Reliability analysis

Joint angle waveforms

As shown in Figs. 8, 9 and 10, the CMC values of joint angle waveforms across different walking speeds in the sagittal plane showed vary good to excellent reliability (within-raters: low fall risk: CMC = 0.924–0.982, high fall risk: CMC = 0.914–0.974; raterA1-rater B1: low fall risk: CMC = 0.953–0.981, high fall risk: CMC = 0.903–0.985). In the frontal and transverse plane, the reliabilities of joint angle waveforms were generally moderate to good (within-raters: low fall risk: CMC = 0.599–0.802, high fall risk: CMC = 0.616-857;between-raters: low fall risk: CMC = 0.608–0.936, high fall risk: CMC = 0.601–0.908), except for the knee joint in the frontal plane (within-raters: low fall risk: CMC = 0.393–0.564, high fall risk: CMC = 0.318–0.468;between-raters: low fall risk: CMC = 0.652–0.708, high fall risk: CMC = 0.604–0.684).

Fig. 8
figure 8

Joint angle waveforms during gait cycle measured by the inertial measurement units in both within-raters and between-raters comparisons at normal walk speed for both low and fall risk older adults

Fig. 9
figure 9

Joint angle waveforms during gait cycle measured by the inertial measurement units in both within-raters and between-raters comparisons at fast walk speed for both low and fall risk older adults

Fig. 10
figure 10

Joint angle waveforms during gait cycle measured by the inertial measurement units in both within-raters and between-raters comparisons at slow walk speed for both low and fall risk older adults

The SE values of joint angle waveforms in the sagittal plane across different speeds were in the ranges of 2.2°–6.5° (within-raters: 3.9°–6.5°; between-raters:2.2°–5.9°) and 1.0°–2.5° (between-rater: RMSE = 1.0°–2.5°; between day: RMSE = 1.7°–2.2°) for all joints in low fall risk and high fall risk individuals, respectively.

Discrete parameters

Additional File 4 presents results from the ICCs of discrete parameters for the between-raters and within-raters reliability. For discrete parameters, the within-raters reliability across different walking velocities was moderate to excellent (Hip: ICC = 0.741–0.927; knee: ICC = 0.719–0.919; ankle: ICC = 0.669–0.889) in the sagittal plane, poor to good (Hip: ICC = 0.165–0.827; knee: ICC = 0.061–0.606; ankle: ICC=-0.055-0.812) in the frontal plane and poor to good (Hip: ICC = 0.455–0.834; knee: ICC = 0.562–0.807; ankle: ICC = 0.571–0.843) in the transverse plane. Additionally, the between raters reliability across different walking velocities was poor to excellent (Hip: ICC = 0.416–0.942; knee: ICC = 0.548–0.925; ankle: ICC = 0.482–0.936) in the sagittal plane, moderate to excellent (Hip: ICC = 0.668–0.947; knee: ICC = 0.562–0.807; ankle: ICC = 0.863–0.943) in the frontal plane and poor to excellent (Hip: ICC = 0.54–0.949; knee: ICC = 0.367–0.922; ankle: ICC = 0.483–0.952) in the transverse plane.
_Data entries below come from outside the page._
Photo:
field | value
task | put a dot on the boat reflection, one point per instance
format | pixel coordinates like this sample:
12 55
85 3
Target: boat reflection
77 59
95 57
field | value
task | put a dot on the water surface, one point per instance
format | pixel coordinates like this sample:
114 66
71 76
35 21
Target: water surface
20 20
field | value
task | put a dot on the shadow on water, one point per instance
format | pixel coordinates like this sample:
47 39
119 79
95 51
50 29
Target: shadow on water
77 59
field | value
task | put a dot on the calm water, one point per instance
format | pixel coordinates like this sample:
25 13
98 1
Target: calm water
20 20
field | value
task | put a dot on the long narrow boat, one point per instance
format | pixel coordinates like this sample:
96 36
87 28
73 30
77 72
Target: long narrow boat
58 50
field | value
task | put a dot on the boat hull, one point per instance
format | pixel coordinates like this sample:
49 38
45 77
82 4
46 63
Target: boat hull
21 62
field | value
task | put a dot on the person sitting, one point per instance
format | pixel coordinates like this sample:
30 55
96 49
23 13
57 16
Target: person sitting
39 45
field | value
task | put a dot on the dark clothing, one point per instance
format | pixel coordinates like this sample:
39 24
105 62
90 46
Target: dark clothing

Additional File 5 presents results from the RMSE of discrete parameters for the between-raters and within-raters reliability. For the hip joint, RMSE values were in the ranges of 4.0°–7.2° (sagittal), 3.0°–6.2° (frontal), and 3.5°–7.2° (transverse) for within-raters comparisons; 2.1°–8.4° (sagittal), 1.7°–3.9° (frontal), and 2.3°–6.8° (transverse) for between-raters comparisons. For the knee joint, RMSE values were in the ranges of 3.8°–7.5° (sagittal), 2.8°–8.8° (frontal), and 4.6°–6.3° (transverse) for within-raters comparisons; 3.3°–8.0° (sagittal), 2.5°–5.8° (frontal), and 2.8°–7.4° (transverse) for between-raters comparisons. For the ankle joint, RMSE values were in the ranges of 2.6°–5.8° (sagittal), 3.2°–8.6° (frontal), and 4.8°–6.9° (transverse) for within-raters comparisons; 2.2°–5.7° (sagittal), 2.4°–4.7° (frontal), and 2.9°–7.2° (transverse) for between-raters comparisons.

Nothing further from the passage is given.